Speaking on the occasion, Harish Trivedi, chair of the jury, said, “We read 90 novels at the average rate of one a day, an exhilarating, enlightening and humbling experience. Some of the novels we read narrated the nation. Some others explored individual subjectivities and yet aligned them to a broader social and political reality. Some grabbed us by the throat not so much for what they were saying but for how they said it. Many were set in multiple time-spans and international locations. The five of us jurors, located in five different countries, have eventually arrived at this longlist of 15, which is diverse and inclusive both intrinsically and by design. Thus, we have here seven women, three works of translation, writers of Indian, Pakistani, Bangladeshi, Afghan and Sri Lankan origin, and, for good measure, one American writer with no ethnic connection to South Asia whatsoever. Apparently, South Asia is to be found all over the globe and comes in all colours and complexions.”
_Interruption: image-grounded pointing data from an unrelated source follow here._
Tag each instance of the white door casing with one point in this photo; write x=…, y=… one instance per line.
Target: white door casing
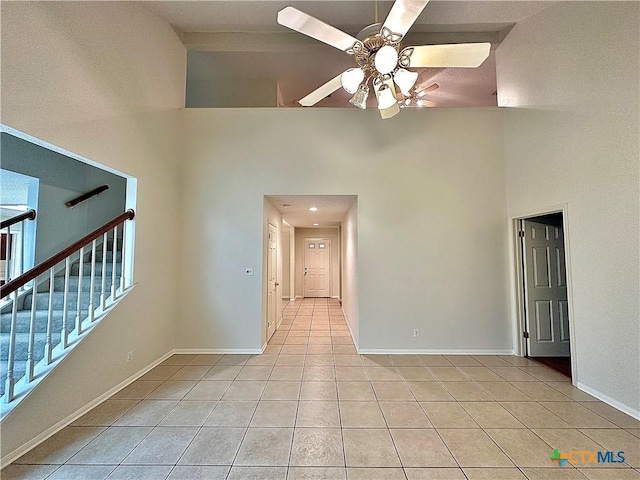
x=317, y=267
x=546, y=305
x=272, y=283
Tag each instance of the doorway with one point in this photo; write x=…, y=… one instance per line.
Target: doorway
x=317, y=267
x=272, y=283
x=543, y=280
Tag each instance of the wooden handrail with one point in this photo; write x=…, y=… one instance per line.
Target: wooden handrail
x=96, y=191
x=10, y=287
x=28, y=215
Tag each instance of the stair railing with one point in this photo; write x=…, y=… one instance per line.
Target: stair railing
x=83, y=320
x=5, y=228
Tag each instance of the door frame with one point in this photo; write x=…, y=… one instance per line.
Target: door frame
x=304, y=261
x=517, y=283
x=277, y=283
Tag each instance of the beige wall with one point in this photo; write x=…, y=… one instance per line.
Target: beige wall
x=568, y=142
x=104, y=80
x=334, y=235
x=274, y=217
x=350, y=270
x=286, y=261
x=432, y=234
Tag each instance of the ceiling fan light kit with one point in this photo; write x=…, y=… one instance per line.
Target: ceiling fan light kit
x=379, y=59
x=351, y=79
x=360, y=98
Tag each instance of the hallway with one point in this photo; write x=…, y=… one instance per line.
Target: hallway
x=310, y=407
The jury will now further evaluate the longlisted entries over the next month and the shortlist of five or six books for the DSC Prize 2019 will be announced on 6 November, 2019 at the London School of Economics & Political Science (LSE) in London. Thereafter the jury would meet to arrive at the final winner that would be announced at a special Award Ceremony on 16th December, 2019 at the IME Nepal Literature Festival in Pokhara in Nepal.
Surina Narula, co-founder of the DSC Prize said, “Each of the 15 longlisted books vividly bring out the changing nuances of South Asian life and the effect that globalisation has had in this region. I am delighted to see the strong presence of debut novelists, women writers and translations on this list as well as voices from beyond the region writing about South Asia. This is a strong endorsement of our vision for the prize, as over the last nine years, it has been able to showcase the immense and diverse talent writing about this region and present it to readers across the world.”
The longlist announcement event commenced with a keynote address made by eminent feminist publisher and writer Ritu Menon who spoke about ‘Women in South Asian Writing’ and how women writers and translators are playing a key role in the South Asian literary landscape. Several important and relevant issues related to writing about the South Asian region were highlighted which kept the audience captivated.